Posted on the 03 December 2016 by Christopher Saunders

The Spider's Stratagem

"Wine is like a man: it can have flaws and still be pleasing."

Bernardo Bertolucci made The Spider's Stratagem (1970) just after completing The Conformist, though it didn't receive a fraction of the acclaim. It's a beautifully shot, somewhat strained allegory of cultural heroism, presented with maximum pretension.
Athos Magnani (Giulio Brogi) arrives in the small town of Tara, seeking the truth about his deceased father (also played by Brogi). The senior Magnani was executed by Mussolini's fascists in the late '30s for his role in a foiled assassination plot. But Athos discovers that his father's death wasn't as clear-cut as it seems, and he's menaced by a trio of middle aged men who'd prefer he look no further.

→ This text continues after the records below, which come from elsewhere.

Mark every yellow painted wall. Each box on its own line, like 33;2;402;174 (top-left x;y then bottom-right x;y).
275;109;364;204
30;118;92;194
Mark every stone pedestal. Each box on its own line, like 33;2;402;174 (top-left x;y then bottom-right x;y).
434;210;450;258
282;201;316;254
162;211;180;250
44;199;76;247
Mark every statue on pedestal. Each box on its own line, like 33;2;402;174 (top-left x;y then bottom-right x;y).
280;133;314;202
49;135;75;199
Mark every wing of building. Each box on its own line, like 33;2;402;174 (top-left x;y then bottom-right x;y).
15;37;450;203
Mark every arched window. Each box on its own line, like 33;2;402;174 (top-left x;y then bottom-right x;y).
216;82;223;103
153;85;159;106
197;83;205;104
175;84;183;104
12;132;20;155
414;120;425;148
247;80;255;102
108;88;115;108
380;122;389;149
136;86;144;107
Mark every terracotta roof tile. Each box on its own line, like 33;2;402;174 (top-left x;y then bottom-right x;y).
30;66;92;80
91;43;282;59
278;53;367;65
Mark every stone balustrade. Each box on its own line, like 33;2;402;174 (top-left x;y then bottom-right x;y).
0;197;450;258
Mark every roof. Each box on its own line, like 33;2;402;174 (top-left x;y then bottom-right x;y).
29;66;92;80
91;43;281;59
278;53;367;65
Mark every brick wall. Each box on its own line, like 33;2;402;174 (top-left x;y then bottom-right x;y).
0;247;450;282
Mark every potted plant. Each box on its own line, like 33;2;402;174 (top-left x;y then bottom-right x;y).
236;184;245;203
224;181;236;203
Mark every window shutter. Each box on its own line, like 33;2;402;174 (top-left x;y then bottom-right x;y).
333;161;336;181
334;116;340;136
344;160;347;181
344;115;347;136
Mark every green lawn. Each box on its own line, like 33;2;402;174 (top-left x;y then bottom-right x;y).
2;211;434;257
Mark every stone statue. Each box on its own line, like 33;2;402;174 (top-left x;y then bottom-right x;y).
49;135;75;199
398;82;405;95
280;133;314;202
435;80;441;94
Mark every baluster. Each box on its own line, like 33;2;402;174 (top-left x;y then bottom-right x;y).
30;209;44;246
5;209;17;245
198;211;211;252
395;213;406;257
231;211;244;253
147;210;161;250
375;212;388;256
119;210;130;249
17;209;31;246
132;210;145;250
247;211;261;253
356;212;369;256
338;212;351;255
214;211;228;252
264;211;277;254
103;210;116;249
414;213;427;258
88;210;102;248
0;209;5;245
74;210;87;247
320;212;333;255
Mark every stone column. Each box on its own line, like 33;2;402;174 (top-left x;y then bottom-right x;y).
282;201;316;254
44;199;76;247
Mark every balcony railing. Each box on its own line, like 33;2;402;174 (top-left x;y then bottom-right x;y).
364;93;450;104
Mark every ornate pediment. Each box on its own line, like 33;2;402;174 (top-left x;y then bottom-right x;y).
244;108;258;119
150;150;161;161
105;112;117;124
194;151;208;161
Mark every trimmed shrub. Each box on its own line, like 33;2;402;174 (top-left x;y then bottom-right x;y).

The Spider's Stratagem lists a Jorge Luis Borges story as its provenance, though it equally resembles a baroque Bad Day at Black Rock. Tara jealously guards its past secrets, with Athos facing death threats and Draifa's (Alida Valli) friendlier inducement. Bertolucci and photographer Vittorio Storaro cloak it in claustrophobic touches, framing Athos in a dark blue twilight peering across the way at orange-lit doors, surrounded by hostile, suspicious villagers. Bertolucci blends Verdi tunes (including a full-scale opera) with a dance set to Giovinezza, contrasting Italy's artistic self-image and sordid past.
Other touches seem more strained: a weird interlude involving an escaped lion, a torture scene staged like a bullfight (with Athos sporting a red bandana as cows moo on the soundtrack, for slower viewers). These are the sort of "meaningful" touches that make viewers groan. The allegorical resonance of a lion killed and stuffed, a symbol of heroism betrayed, isn't hard to fathom, but it's so pointedly symbolic it's headache inducing. Similarly, casting the same actor as father and son often makes flashbacks difficult to distinguish from present narrative.
Naturally, Spider ends with the revelation that Athos' "heroic" death was a farce, meticulously rehearsed by Resistance fighters who present him as a hero. It's a moral borrowed from Borges but constantly replayed, in everything from The Man Who Shot Liberty Valance to The Simpsons. Athos grows ensnared in his father's story, preferring myth to sordid reality; an enduring cultural malaise no one's willing to penetrate.
Giulio Brogi is an adequate lead as modern Athos, but not overly compelling; he's more engaging as the charismatic, tragicomic Resistance fighter. Alida Valli's coarse, desperate inflections give her enigmatic character an edge. Pippo Campanini's glowering villain, sporting white hat and jacket, is impressively imposing, but the other supporting players are unmemorable.
The Spider's Stratagem comes freighted with the artistry and messaging you'd expect from Bernardo Bertolucci. Compelling in parts, it's too crude to make a lasting impression.